I know that I have a page on this website dedicated solely to cheese, but recently I experienced a cheese that was so incredible, possibly even life changing, that I had to dedicate an entire post to it. Before the holidays I was lucky enough to be invited to a class on Wisconsin cheese at the Cheese School of San Francisco, and the first selection that was served was one nobody had heard of: Rush Creek Reserve.

It's produced by the Uplands Cheese Company, the same makers who produce Pleasant Ridge Reserve, which has one best in show for 3 years at the ACS. The Rush Creek Reserve is brand new, the only other cheese being sold by this company, and in my opinion, 500 times better than the Pleasant Ridge.

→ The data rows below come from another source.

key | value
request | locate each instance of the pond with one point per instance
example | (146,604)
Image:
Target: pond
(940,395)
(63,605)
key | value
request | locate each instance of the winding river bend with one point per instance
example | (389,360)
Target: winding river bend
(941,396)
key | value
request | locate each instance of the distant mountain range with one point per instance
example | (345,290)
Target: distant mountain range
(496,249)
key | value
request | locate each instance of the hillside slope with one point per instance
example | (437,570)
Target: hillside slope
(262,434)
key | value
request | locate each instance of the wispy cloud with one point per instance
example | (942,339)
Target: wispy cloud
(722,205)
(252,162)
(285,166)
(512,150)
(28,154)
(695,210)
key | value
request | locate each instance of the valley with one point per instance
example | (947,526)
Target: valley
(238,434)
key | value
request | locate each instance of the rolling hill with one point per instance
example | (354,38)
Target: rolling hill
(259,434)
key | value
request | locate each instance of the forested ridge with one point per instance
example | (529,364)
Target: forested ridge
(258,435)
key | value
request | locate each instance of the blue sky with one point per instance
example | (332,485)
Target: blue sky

The consistency is very soft, so the way to eat it is to cut off the top and essentially scoop it out with a butter knife or spoon. Since it's so soft, you may want to put it on bread or a cracker, but I like eating it right off of the spoon. Hey, some people eat pints of ice cream as an indulgence, I like to eat spoonfuls of cheese.

The taste is smokey and bacony, but not nutty or overly smoked like a smoked cheddar or gouda. It's very savory and, although it has a washed rind, there's no funk to it. And because it's a raw-milk cheese (aged the minimum allowed in the US, 60 days), there's no real sharpness - it's just smooth. Honestly, it's actually incredibly hard to describe because I really can't draw any comparisons to other cheeses I've tried before. And that's the thing - after years and years of being obsessed with cheese, it's truly incomparable.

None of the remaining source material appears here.